Per pancetta intendo quella del maiale detta anche rigatino, da noi alla Coop si vende sempre tagliata fine fine e possibilmente magra per lardellare gli arrosti, ma non più di 80-90 g per volta, un vero proprio rompimento di scatole per noi addetti visto che essendo molto impepata sopra e con un cotenna dura, fra prenderla pulirla metterla sull’affettatrice tagliarla e confezionarla e poi pulirci le mani e la lama perdiamo tempo per pochi centesimi, ma quest’anno in cima alla montagna, un gruppo di eletti, mi ha fatto vedere quale è il vero utilizzo della pancetta l’eccellenza per la quale è nato questo cibo.
Dopo ore di cammino in cerca di funghi con la gerla e il paniere pieni, ma nello stomaco due mele per colazione e nella testa tutti i buoni propositi salutisti, incontriamo un gruppo di cacciatori al passo dei colombi, tutti intorno ad un bel fuoco sullo scollino della montagna.

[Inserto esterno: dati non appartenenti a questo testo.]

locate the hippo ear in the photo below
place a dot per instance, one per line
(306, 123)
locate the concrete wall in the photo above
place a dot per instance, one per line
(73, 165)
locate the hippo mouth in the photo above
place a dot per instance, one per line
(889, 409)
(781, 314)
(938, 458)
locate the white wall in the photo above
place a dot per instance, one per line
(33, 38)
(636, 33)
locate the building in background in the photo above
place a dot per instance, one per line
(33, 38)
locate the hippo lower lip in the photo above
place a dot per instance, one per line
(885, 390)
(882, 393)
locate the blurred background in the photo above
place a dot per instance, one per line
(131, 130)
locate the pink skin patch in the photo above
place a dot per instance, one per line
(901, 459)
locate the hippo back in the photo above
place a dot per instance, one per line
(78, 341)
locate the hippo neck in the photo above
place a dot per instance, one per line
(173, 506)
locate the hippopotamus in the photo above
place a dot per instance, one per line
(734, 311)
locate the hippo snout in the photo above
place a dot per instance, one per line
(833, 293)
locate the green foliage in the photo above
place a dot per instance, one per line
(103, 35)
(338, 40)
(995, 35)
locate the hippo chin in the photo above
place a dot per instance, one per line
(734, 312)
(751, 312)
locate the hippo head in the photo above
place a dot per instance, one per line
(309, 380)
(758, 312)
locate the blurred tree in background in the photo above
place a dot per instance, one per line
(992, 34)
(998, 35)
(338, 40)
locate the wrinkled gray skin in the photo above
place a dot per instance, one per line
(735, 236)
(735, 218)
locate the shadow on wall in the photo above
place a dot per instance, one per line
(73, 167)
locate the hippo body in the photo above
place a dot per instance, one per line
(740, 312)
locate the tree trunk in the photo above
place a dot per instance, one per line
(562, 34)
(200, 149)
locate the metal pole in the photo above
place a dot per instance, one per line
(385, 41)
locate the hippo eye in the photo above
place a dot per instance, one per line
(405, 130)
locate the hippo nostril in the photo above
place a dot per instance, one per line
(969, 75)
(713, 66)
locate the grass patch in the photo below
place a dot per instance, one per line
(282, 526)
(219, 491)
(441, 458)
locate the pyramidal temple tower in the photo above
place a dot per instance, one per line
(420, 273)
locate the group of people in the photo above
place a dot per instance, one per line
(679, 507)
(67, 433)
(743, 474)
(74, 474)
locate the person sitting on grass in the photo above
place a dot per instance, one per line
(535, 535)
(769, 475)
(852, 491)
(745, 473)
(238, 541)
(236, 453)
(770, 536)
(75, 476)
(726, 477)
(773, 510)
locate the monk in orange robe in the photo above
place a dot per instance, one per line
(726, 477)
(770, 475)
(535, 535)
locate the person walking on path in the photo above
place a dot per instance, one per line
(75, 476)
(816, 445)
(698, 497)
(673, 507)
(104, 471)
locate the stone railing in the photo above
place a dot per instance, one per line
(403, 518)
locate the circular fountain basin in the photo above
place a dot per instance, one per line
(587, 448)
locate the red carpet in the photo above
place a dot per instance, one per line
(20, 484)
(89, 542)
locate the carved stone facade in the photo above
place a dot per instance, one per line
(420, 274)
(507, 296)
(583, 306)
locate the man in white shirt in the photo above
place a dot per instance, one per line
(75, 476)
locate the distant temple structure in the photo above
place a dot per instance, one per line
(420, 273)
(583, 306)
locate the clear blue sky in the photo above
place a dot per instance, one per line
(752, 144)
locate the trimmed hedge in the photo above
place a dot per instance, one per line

Sorridenti e felici in piedi con il pane in mano ci accolgono sorridendo, li guardo in faccia e riconosco tre miei paesani, li saluto e mi avvicino al fuoco, poi sposto lo sguardo sul pane che hanno in mano: due fettine fini di un centimetro circa e dentro una fetta alta due dita di …… pancetta o rigatino come dir si voglia, e loro la tagliavano a tocchetti con il coltello richiudibile da contadino e la gustavano così bella bianca come la neve dall’aria gustosissima. Mi guardano, forse il mio sguardo è stato più che eloquente, mi chiedono “ Ne vuoi?” ed io pensando all’ultima mela che ho nella tasca “ No, no grazie”.
Una lacrima silenziosa mi scende sulla guancia.